For this to work, we encourage our managers to listen to negative and positive feedback. It’s essential because encouraging one party to express without educating the other party to listen brings no value.
8. Know when “firing fast” is inappropriate
Before working with us, some of our clients had this incorrect notion that freelancers must deliver flawless work every time and yield instant results, or else they should be fired. Although it’s OK to expect results for the money you’re paying, you should know which situations actually call for firing decisions. Look at these examples:
You hired an assistant to manage your email inbox. You tested them for good English writing skills, and they passed very well. However, just a day after they start working for you, you notice that the emails they draft are full of basic English errors, and you instantly understand that it’s a fraud case. Should you fire on the spot: Yes. The hired freelancer committed fraud, and giving them another chance won’t be wise.

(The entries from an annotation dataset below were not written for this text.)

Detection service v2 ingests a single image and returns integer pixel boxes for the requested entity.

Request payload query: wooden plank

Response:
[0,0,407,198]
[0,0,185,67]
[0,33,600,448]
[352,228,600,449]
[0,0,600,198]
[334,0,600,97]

You hired a copywriter to write PPC ads. They show all signs of a good resource – from communication to regularity to understanding ad policies. But their ads don’t bring the results you need despite a week of testing. Should you fire on the spot: No. Several factors decide the ads’ performance, including the copy. Holding only the copywriter responsible for the ads’ success would be unfair in this case. Also, a week is insufficient for them to thoroughly understand what works and what doesn’t. Since they have already displayed the kind of sincerity you expect, it’s well-deserving of them to get good-enough time to start producing profitable results.
9. Keep your expectations realistic
The expectations of several companies when working with freelancers are often sky-high. They are assumed to do more than their current skill set without training. So how to differentiate between realistic and unrealistic?
Keep in mind a freelancer’s core skill set and abilities. Let’s say you hire a beginner-level developer, it’s realistic to expect beginner-level code writing from them. It would be unrealistic to expect them to write advanced code without additional training.
Similarly, if you hire a general virtual assistant, it’s realistic to expect that they know basic computer operations. Expecting them to write marketing emails for your business would be unrealistic.
Although you may find exceptional talents who are multi-skilled or could be easily upskilled through training, it’s not practical to make it a general expectation when hiring freelancers (or even in-house employees, for that matter).
10. Stop assuming freelancers don’t need management
Although freelancers are generally independent contractors, not all can self-manage, especially beginners. As a client, you need to know how your freelancer manages their time, especially when working with you on a retainer basis. Regular and pre-scheduled check-ins with them will help you stay updated on their routine and overall project progress. It will also make things more manageable if you set KPIs and monitor them periodically to see if your project is on course.
Managing a freelance team can be challenging, and finding reliable freelancers who continuously deliver high-quality work is even more difficult. So when you find such resources, it’s of enormous importance that you maintain a strong relationship with them.
By retaining them, you will experience much less hassle of replacement and a continuous hunt for good freelancers. You may even find people who could become FTEs and turn into invaluable assets for your business.